I believe that you are right. The evidence that "prince" and "winner" are nouns, not adjectives is that "prince" is preceded by the article "a" and "winner" is preceded by the article "the".

I'm working my way through Rex Barks. I wonder if I am misunderstanding something, or if there are errors (or typos) in the answers at the back of the book. In exercise 3-12, for example, we are diagramming sentences with Intransitive Linking verbs, along with their Complements, either Predicate Adjective, or Predicate Noun. In sentences 7, 8, and 10, I believe the Complements are all Predicate Nouns, but the answer key labels them all Predicate Adjectives.
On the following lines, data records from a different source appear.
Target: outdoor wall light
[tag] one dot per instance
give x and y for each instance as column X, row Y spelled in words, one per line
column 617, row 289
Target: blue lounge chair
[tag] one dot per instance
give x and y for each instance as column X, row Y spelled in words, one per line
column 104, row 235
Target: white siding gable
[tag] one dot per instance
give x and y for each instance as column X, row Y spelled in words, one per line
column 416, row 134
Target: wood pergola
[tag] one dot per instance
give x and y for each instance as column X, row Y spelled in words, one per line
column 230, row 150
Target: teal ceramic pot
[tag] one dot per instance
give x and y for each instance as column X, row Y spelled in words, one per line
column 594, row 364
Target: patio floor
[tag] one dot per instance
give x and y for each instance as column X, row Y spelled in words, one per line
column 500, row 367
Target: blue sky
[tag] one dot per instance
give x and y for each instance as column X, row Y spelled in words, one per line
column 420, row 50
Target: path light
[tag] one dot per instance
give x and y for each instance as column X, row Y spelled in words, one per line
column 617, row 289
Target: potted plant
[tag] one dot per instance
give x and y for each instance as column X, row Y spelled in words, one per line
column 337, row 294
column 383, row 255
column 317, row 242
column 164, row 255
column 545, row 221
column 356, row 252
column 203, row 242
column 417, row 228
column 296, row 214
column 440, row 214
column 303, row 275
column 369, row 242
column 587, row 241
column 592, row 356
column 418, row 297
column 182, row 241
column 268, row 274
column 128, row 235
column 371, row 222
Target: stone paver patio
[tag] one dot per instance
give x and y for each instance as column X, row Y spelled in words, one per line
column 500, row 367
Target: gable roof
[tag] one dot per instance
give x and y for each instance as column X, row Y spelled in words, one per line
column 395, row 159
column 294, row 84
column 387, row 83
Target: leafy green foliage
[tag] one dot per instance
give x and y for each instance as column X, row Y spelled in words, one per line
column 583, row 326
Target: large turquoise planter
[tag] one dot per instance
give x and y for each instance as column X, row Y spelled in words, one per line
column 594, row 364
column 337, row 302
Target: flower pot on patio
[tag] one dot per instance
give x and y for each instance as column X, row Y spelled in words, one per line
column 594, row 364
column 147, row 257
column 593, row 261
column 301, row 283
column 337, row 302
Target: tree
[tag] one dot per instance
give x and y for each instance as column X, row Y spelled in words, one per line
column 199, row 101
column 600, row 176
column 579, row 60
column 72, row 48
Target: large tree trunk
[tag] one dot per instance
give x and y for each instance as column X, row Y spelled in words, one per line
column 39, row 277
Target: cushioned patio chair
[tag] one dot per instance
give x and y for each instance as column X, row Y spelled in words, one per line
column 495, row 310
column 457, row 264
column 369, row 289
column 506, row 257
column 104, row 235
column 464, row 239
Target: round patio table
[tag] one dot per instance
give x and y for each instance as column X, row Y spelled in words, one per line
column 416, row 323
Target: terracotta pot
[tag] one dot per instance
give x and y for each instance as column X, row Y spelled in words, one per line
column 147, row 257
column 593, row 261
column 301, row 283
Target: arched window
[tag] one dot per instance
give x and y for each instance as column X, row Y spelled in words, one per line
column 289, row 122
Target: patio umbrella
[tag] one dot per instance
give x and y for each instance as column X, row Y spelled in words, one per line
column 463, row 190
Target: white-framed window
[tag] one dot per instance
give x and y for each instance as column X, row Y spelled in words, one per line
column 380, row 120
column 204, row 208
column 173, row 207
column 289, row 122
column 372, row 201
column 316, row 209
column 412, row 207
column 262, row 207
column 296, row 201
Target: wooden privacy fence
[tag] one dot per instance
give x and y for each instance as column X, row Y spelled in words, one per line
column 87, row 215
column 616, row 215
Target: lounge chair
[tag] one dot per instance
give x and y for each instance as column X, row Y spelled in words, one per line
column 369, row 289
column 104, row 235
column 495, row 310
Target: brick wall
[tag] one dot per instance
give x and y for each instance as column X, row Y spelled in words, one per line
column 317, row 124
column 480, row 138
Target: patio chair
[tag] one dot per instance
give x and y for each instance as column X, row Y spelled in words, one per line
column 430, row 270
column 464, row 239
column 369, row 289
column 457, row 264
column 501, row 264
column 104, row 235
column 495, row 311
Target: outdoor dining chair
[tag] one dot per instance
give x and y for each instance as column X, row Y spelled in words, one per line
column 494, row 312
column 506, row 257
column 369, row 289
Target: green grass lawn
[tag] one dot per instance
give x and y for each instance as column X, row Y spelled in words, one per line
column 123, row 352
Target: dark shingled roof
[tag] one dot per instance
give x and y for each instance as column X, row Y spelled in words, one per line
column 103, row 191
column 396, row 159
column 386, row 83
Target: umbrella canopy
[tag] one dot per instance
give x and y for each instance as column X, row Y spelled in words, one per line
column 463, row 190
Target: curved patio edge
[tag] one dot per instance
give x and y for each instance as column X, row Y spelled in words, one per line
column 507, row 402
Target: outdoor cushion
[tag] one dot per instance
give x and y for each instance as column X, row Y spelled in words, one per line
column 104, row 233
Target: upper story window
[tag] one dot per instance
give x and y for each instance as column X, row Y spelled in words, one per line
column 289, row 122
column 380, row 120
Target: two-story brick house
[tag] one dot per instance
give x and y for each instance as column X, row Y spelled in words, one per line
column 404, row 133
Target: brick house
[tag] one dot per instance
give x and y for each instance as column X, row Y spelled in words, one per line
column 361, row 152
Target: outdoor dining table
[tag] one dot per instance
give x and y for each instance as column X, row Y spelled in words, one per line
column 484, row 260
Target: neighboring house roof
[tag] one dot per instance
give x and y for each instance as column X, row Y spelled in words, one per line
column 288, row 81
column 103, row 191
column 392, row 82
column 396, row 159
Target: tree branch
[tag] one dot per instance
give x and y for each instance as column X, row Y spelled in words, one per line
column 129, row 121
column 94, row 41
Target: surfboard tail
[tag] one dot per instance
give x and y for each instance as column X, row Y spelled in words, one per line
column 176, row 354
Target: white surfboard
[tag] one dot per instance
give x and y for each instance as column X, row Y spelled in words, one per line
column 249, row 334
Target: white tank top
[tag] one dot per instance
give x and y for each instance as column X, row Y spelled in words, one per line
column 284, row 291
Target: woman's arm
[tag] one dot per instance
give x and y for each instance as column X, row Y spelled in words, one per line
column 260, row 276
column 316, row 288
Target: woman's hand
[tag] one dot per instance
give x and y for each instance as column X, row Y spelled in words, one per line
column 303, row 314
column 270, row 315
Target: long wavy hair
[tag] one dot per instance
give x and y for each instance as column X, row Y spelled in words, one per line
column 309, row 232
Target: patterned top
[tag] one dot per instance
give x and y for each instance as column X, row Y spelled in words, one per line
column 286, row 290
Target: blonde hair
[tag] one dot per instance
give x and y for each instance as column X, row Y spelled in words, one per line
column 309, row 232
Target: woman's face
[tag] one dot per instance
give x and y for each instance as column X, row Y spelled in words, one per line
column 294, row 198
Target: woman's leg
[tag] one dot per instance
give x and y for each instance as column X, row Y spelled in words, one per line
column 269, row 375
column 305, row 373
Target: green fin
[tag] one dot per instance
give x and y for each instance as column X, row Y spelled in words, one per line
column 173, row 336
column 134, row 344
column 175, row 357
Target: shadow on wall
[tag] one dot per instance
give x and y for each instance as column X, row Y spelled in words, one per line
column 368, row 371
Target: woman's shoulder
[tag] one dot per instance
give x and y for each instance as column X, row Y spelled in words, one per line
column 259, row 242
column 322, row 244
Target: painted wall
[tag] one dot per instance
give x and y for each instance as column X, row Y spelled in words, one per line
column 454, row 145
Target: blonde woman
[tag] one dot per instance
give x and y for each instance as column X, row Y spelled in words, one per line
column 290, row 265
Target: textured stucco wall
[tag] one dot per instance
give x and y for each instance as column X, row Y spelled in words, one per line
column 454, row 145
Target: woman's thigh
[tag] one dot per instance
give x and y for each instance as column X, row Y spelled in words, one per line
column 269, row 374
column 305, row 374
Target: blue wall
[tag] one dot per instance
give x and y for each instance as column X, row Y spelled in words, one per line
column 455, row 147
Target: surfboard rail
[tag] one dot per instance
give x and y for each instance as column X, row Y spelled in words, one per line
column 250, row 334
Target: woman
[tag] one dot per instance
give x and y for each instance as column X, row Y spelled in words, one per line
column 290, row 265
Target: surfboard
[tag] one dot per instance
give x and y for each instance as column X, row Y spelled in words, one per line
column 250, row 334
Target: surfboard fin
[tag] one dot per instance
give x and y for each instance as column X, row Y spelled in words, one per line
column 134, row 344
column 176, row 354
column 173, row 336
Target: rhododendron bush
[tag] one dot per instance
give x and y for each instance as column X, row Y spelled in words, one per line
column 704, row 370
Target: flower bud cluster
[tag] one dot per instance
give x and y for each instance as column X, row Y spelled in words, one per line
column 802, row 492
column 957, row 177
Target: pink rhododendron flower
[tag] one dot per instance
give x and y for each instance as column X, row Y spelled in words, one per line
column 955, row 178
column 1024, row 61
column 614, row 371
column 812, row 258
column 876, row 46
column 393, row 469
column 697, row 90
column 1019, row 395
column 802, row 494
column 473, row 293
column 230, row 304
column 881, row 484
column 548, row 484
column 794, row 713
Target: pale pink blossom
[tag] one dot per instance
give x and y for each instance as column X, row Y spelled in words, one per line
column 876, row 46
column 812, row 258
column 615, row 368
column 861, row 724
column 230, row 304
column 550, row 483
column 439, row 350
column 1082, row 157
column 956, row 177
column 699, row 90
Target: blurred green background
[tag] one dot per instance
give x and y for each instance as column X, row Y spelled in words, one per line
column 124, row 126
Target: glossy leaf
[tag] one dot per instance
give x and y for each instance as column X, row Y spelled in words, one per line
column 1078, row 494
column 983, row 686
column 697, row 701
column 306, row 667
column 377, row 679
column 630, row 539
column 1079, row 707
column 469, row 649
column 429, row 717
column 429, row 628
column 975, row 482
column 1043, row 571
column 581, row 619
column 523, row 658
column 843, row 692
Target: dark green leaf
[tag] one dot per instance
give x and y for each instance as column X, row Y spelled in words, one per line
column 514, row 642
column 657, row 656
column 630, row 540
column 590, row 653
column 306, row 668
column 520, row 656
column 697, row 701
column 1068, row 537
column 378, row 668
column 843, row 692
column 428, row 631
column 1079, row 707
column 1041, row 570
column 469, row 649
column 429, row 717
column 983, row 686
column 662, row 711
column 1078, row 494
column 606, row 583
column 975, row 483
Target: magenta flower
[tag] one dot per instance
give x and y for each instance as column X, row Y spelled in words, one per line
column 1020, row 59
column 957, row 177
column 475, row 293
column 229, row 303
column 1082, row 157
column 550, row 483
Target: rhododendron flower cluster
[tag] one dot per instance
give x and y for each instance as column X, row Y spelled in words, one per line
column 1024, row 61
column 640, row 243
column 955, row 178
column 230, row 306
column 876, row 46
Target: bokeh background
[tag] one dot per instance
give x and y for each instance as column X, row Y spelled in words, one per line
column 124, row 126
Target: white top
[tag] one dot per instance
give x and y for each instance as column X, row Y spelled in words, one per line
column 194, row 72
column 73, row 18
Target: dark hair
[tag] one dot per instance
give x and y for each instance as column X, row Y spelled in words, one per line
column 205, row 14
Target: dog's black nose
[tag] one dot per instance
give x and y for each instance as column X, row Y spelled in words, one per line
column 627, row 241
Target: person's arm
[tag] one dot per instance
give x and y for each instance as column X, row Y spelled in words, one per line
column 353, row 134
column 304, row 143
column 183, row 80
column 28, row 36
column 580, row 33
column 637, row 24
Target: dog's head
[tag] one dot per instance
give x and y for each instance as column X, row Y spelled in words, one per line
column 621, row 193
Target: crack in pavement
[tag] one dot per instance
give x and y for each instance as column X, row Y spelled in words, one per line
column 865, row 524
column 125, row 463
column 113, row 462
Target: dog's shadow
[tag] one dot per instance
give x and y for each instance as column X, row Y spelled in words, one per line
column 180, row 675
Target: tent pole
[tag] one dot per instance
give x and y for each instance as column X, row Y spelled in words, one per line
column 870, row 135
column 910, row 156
Here are the sentences:

7. That old man has remained our club's president for years.

I believe "presdent" is a Predicate Noun, but the answer key says Predicate Adjective.

8. In Nellie's eyes, Harry is a prince.

I say "prince" is a PN, the answer key says PA.

10. Should he always be the winner of every race?

I think "winner" is a PN, the key says PA.

So is the answer key wrong, or am I misunderstanding something?

My first thought was that that they are substantive adjectives. That is to say adjectives used as nouns, as in "the cowardly", which is actually an adjective where the noun is an implied man, people or whatever it may be. This, doesn't seem to be the case, so I would say that there is simply an error in the answer key.